Wisconsin Supreme Court: Cannabis Odor Enough to Justify Vehicle Search

The Wisconsin Supreme Court on Tuesday ruled 4-3 that the odor of cannabis alone is enough to justify police searches of vehicles despite the fact that legal substances in the state — like hemp — can smell exactly the same.

Full story after the jump.

Wisconsin’s Supreme Court on Tuesday ruled 4-3 that the odor of cannabis is enough to justify police searches of vehicles, even though substances legal in the state can smell like illegal cannabis, the Associated Press reports. The decision overturns lower court rulings that said police officers could not be sure what they smelled was not a CBD product and, therefore, could not use the odor of cannabis as a reason to search a vehicle. 

Wisconsin has not legalized cannabis for adult use.   

The ruling focused on the case of Quaheem Moore, who in 2019 was pulled over alone for speeding and officers searched the vehicle he was driving based on the odor of cannabis. Moore told officers he was using a CBD vape pen and that the car was a rental that belonged to his brother. Police did not smell cannabis on Moore but upon searching him found cocaine and fentanyl. A circuit court judge and an appeals court had previously moved to disqualify the drugs that police found, saying the search wasn’t legal because cannabis odor was no justification for the search.
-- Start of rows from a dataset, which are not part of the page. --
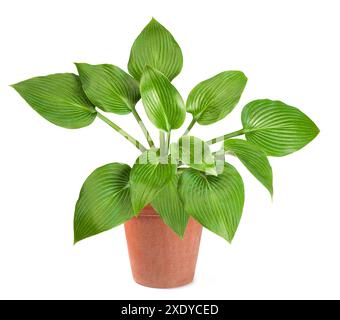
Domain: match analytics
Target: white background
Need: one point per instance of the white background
(285, 248)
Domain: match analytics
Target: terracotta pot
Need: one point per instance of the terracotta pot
(158, 257)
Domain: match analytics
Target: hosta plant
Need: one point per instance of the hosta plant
(179, 179)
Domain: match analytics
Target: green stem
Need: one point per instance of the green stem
(193, 121)
(162, 146)
(135, 142)
(143, 127)
(226, 136)
(167, 141)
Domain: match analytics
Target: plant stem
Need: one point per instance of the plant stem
(135, 142)
(226, 136)
(193, 121)
(162, 146)
(167, 141)
(143, 127)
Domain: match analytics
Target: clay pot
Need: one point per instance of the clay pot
(158, 257)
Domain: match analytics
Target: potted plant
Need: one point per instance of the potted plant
(173, 189)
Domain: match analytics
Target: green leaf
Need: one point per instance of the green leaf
(212, 99)
(163, 104)
(109, 87)
(254, 159)
(277, 128)
(170, 207)
(148, 176)
(195, 153)
(216, 202)
(156, 47)
(104, 201)
(59, 98)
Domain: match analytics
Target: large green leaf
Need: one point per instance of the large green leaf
(214, 201)
(156, 47)
(214, 98)
(195, 153)
(59, 98)
(254, 159)
(109, 87)
(170, 207)
(163, 104)
(104, 201)
(148, 176)
(277, 128)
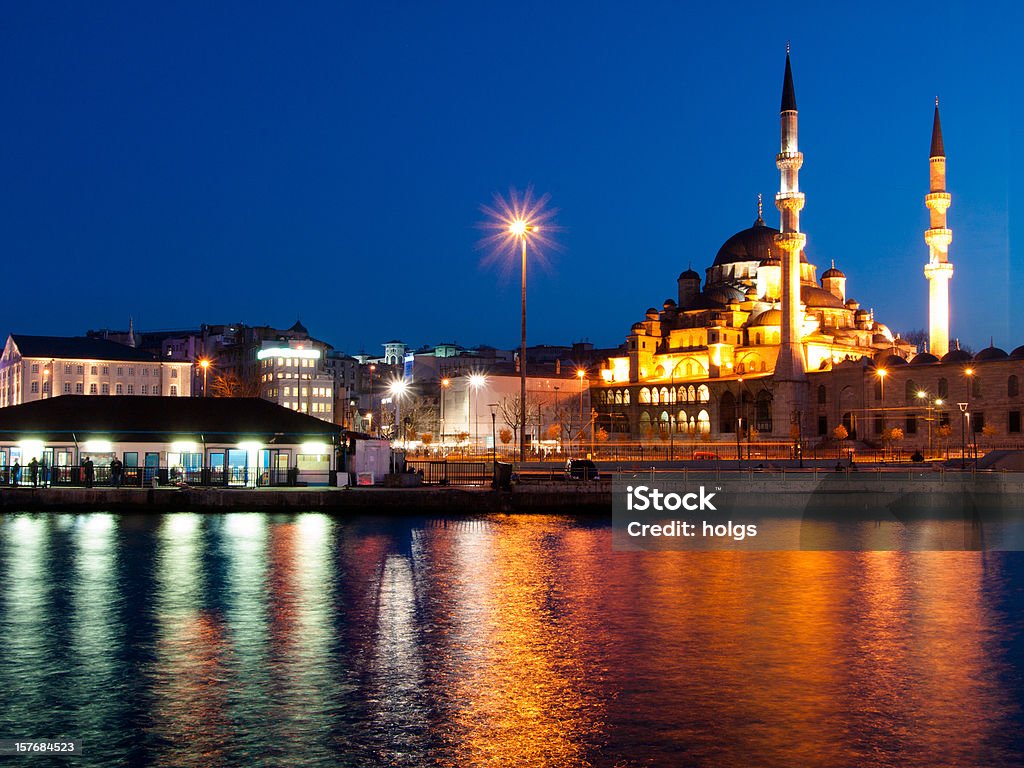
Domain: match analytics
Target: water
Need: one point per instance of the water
(256, 640)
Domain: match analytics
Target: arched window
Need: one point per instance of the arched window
(704, 423)
(644, 424)
(726, 413)
(762, 412)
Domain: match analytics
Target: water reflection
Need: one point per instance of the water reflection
(251, 640)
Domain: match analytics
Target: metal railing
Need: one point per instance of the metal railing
(140, 477)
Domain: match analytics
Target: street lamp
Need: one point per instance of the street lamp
(204, 364)
(521, 229)
(965, 416)
(581, 374)
(397, 389)
(475, 381)
(445, 383)
(494, 443)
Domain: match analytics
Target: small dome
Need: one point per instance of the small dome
(813, 296)
(887, 358)
(723, 295)
(756, 244)
(767, 317)
(956, 355)
(991, 353)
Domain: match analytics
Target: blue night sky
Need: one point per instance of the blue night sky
(250, 162)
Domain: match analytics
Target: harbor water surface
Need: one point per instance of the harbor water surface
(259, 640)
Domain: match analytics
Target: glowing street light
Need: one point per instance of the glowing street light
(514, 224)
(475, 381)
(204, 364)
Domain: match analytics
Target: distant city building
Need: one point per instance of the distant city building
(35, 368)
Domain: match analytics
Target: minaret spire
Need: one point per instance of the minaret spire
(938, 237)
(790, 377)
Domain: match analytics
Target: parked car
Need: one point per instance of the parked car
(581, 469)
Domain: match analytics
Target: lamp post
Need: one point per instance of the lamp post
(445, 383)
(476, 381)
(521, 229)
(969, 373)
(205, 365)
(581, 374)
(494, 444)
(964, 419)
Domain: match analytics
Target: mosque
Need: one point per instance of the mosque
(766, 346)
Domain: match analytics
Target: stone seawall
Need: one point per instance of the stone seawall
(593, 498)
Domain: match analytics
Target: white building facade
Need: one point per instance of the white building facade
(35, 368)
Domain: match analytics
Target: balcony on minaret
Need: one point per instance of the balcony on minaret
(939, 239)
(790, 161)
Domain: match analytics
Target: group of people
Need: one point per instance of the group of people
(42, 474)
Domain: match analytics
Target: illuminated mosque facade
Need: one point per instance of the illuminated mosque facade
(767, 346)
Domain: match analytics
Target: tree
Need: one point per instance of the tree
(228, 384)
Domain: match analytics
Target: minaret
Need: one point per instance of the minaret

Justice Brian Hagedorn, who issued Tuesday’s opinion on behalf of the court’s conservative majority which disagreed with the lower courts, wrote that because Moore was the only person in the car, police could reasonably assume he “was probably connected with the illegal substance the officers identified.” The ruling referenced a 1999 U.S. Supreme Court decision that found officers were justified in arresting a driver because they linked cannabis odor in the vehicle to him and that the “unmistakable” smell of a controlled substance was evidence that a crime had been committed. 

The Wisconsin Supreme Court’s three liberal justices dissented, saying the 1999 ruling cited by the majority was outdated and that in Moore’s case, the officers didn’t have strong evidence the cannabis odor was caused by Moore. 
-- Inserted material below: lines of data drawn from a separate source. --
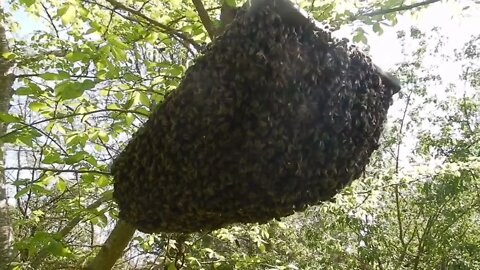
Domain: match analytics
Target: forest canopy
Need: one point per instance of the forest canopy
(79, 77)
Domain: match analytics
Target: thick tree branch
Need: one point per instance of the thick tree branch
(205, 18)
(392, 10)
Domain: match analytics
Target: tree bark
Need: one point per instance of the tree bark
(6, 82)
(113, 248)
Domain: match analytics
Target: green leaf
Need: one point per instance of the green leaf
(22, 192)
(116, 42)
(52, 157)
(102, 181)
(57, 249)
(102, 134)
(75, 56)
(37, 106)
(360, 36)
(61, 185)
(24, 91)
(175, 3)
(232, 3)
(27, 2)
(67, 14)
(75, 158)
(49, 76)
(8, 118)
(377, 28)
(71, 90)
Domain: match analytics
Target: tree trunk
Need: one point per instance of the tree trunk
(6, 81)
(113, 248)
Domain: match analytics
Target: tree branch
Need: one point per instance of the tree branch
(164, 27)
(113, 247)
(66, 230)
(395, 9)
(205, 18)
(55, 170)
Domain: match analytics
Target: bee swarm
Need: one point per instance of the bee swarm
(275, 116)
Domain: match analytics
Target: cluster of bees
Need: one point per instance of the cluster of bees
(275, 116)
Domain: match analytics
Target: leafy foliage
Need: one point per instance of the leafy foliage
(89, 77)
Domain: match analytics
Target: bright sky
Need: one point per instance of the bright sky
(457, 24)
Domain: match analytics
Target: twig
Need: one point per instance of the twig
(56, 170)
(392, 10)
(205, 18)
(166, 28)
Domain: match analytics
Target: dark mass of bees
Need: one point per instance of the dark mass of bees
(275, 116)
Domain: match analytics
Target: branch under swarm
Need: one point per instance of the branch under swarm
(205, 18)
(392, 10)
(113, 248)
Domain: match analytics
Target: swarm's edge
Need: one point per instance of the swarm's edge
(294, 15)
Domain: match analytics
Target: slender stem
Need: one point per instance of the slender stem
(113, 247)
(205, 18)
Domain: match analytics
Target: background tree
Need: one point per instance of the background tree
(88, 78)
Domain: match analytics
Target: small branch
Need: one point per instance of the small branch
(166, 28)
(70, 115)
(55, 170)
(113, 247)
(50, 19)
(392, 10)
(205, 18)
(66, 230)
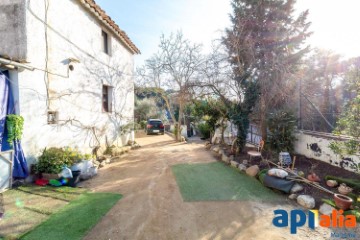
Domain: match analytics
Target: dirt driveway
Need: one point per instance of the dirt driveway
(152, 206)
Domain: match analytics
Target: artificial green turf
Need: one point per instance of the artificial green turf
(217, 182)
(76, 218)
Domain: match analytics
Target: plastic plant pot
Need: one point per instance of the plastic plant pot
(342, 201)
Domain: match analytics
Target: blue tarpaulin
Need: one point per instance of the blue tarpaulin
(7, 106)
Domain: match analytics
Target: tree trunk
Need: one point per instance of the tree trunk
(181, 115)
(222, 140)
(263, 124)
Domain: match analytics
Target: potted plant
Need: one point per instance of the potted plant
(52, 161)
(14, 125)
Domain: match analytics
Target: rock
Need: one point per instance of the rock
(225, 158)
(97, 163)
(326, 209)
(301, 173)
(126, 148)
(234, 164)
(293, 196)
(306, 201)
(221, 152)
(242, 167)
(216, 149)
(253, 170)
(296, 188)
(101, 158)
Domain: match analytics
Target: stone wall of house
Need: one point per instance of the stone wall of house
(12, 29)
(316, 145)
(76, 95)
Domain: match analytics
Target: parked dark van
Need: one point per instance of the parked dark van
(155, 126)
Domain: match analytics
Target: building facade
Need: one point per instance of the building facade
(71, 71)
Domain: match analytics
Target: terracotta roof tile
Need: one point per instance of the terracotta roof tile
(96, 10)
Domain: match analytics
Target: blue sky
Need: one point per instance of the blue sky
(335, 23)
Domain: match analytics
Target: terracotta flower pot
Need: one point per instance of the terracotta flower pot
(331, 183)
(343, 189)
(342, 201)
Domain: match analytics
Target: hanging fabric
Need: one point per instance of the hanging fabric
(7, 106)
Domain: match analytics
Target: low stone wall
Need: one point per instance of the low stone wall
(316, 145)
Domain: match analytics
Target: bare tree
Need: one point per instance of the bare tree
(171, 73)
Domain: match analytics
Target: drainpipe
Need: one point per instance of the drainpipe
(15, 64)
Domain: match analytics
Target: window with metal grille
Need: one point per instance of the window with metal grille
(106, 42)
(107, 98)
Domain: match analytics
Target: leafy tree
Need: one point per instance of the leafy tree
(349, 122)
(320, 75)
(265, 47)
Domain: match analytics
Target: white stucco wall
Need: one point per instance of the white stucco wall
(72, 33)
(316, 146)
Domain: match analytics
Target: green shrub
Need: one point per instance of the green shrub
(52, 160)
(204, 129)
(143, 124)
(281, 136)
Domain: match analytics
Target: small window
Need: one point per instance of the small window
(53, 117)
(107, 98)
(105, 42)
“Officers who believe they smell marijuana coming from a vehicle may just as likely be smelling raw or smoked hemp,” Justice Rebecca Frank Dallet wrote in a dissenting opinion, “which is not criminal activity.” 

Other state courts have determined that, in the wake of federal hemp legalization, cannabis odor is not enough to justify the search of a vehicle or arrest of the driver. Maryland’s Supreme Court in 2022 ruled that officers can search vehicles based on cannabis odor but could no longer arrest a driver based on cannabis odor alone. In 2021, the Delaware Supreme Court made a similar decision. That same year a judge in Illinois ruled that raw cannabis odor was not enough to justify a search.